I realize the DC Circuit court decision would stand, but what would happen to the appeal? I know not all of the people on the anti-gun side agree with the decision to appeal. If the case would become moot, if I were Heller I'd spend some time in hiding.
 
CleverNickname,

That crossed my mind as well. Sort of how Miller disappeared, isn't it?
 
It'll be the lawyers doing most or all of the arguing anyways if it's heard by the SCOTUS, as long as the lawyers go ahead we might be okay in that event...but I'm not quite sure, would the SCOTUS still let the case be argued even if the actual plaintiff has died? I would hope so, given how important this issue is.
 
D.C. to Appeal Gun Ban Decision to High Court

Associated Press
Tuesday, September 4, 2007; 12:00 AM

D.C. officials will announce details about their plans to appeal the overturning of the city's longtime handgun ban at a news conference this morning.

A federal appeals court overturned the 30-year-old ban on private handgun ownership in March, saying the broad law was unconstitutional.

Fenty has said that he plans to appeal to the Supreme Court.

Fenty, Attorney General Linda Singer, and Police Chief Cathy Lanier will announce their plans at a 10:15 a.m. news conference at police headquarters.
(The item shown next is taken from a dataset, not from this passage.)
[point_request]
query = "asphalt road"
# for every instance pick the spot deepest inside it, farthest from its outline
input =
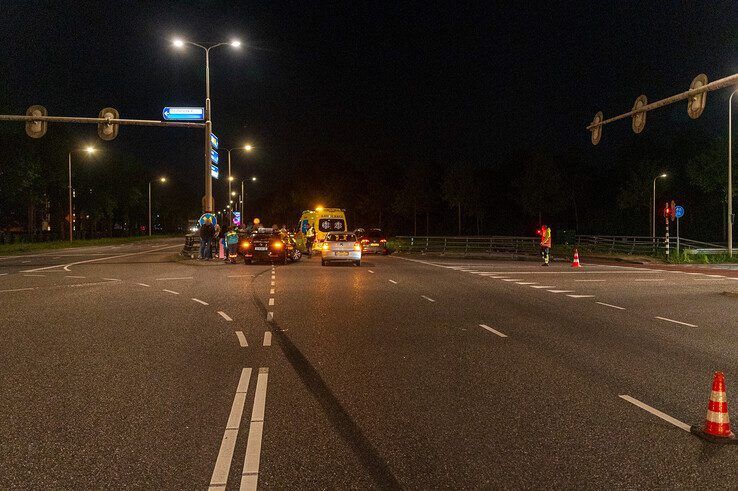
(129, 367)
If the country's highest court chooses to take the case, that could end the court's long silence on the scope of individual gun rights under the Second Amendment, a prospect welcomed by both sides of the gun debate.
 
SCOTUSblog.com article
DC has asked the court a single question:
Whether the Second Amendment forbids the District of Columbia from banning private possession of handguns while allowing possession of rifles and shotguns.
The juicy part:
In challenging the D.C. Circuit ruling nullifying that law, the petition contends that it "drastically departs from the mainstream of American jurisprudence," creating a conflict with decisions of eight other federal Circuit Courts, as well as the highest local court in the city -- the D.C. Court of Appeals. "Only this Court can resolve these conflicts about the central meaning of the Second Amendment," it says.

It contends the Circuit Court majority made three errors: first, "its characterization of the nature of the Second Amendment right (which is linked to state militias)"; second, "its understanding of the scope of the right (which protects against federal interference with state militias and state gun laws)"; and, third, "its conclusion that the right, however it might be construed, is infringed by the District's law (which is targeted at the special dangers created by handguns and allows the possession of rifles and shotguns)." It argues that "each error independently requires reversal."
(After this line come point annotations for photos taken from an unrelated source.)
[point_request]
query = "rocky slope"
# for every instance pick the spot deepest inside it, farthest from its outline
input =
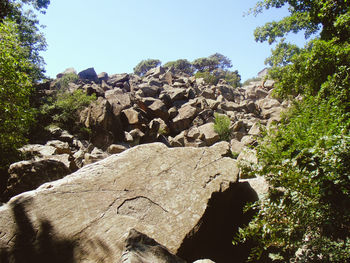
(153, 183)
(163, 106)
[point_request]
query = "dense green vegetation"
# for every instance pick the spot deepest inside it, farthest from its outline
(222, 126)
(20, 66)
(145, 65)
(306, 159)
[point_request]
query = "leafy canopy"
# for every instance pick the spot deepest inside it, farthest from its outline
(15, 88)
(306, 158)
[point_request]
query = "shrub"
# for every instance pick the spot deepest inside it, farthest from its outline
(222, 126)
(145, 65)
(63, 108)
(66, 79)
(306, 161)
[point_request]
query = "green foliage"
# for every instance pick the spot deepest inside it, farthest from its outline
(248, 81)
(327, 17)
(182, 65)
(15, 88)
(307, 164)
(211, 63)
(306, 159)
(222, 126)
(66, 79)
(145, 65)
(214, 68)
(62, 109)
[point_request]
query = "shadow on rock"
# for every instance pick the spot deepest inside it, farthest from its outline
(212, 238)
(31, 245)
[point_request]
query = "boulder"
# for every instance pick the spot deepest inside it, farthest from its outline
(89, 74)
(105, 126)
(155, 108)
(141, 248)
(208, 135)
(28, 175)
(61, 147)
(131, 116)
(184, 118)
(94, 156)
(116, 148)
(168, 194)
(37, 150)
(118, 99)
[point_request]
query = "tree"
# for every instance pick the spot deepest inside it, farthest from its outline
(15, 89)
(20, 66)
(28, 29)
(145, 65)
(306, 159)
(182, 65)
(216, 67)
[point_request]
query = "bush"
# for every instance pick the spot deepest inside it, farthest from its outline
(182, 65)
(145, 65)
(66, 79)
(305, 217)
(222, 126)
(62, 109)
(16, 114)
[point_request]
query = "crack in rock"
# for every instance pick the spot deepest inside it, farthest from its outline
(141, 208)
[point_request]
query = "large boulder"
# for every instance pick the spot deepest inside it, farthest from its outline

The petition makes no attempt to challenge the Circuit Court finding that one local resident, Dick Anthony Heller, had "standing" to bring the challenge to the city's handgun ban. Heller contended that he lives in a "high-crime" neighborhood and that the ban bars him from "possessing a functional handgun...for self-defense within his home." He had applied to register a handgun, but that was denied.
DC's actual petition
Interesting lunchtime reading.

Kharn
 
Well, it happened as expected. Now for the wait...

Third, handguns cause accidents
(From the appeal) I was unaware of this.

Handguns pose particular dangers to police officers performing
their duties,
I was also unaware of this. I always thought criminals posed dangers to officers.

Fifth, handguns enable suicide.
Debatable. A look at Japan will show that there's certainly no definitive correlation between suicide and handgun ownership.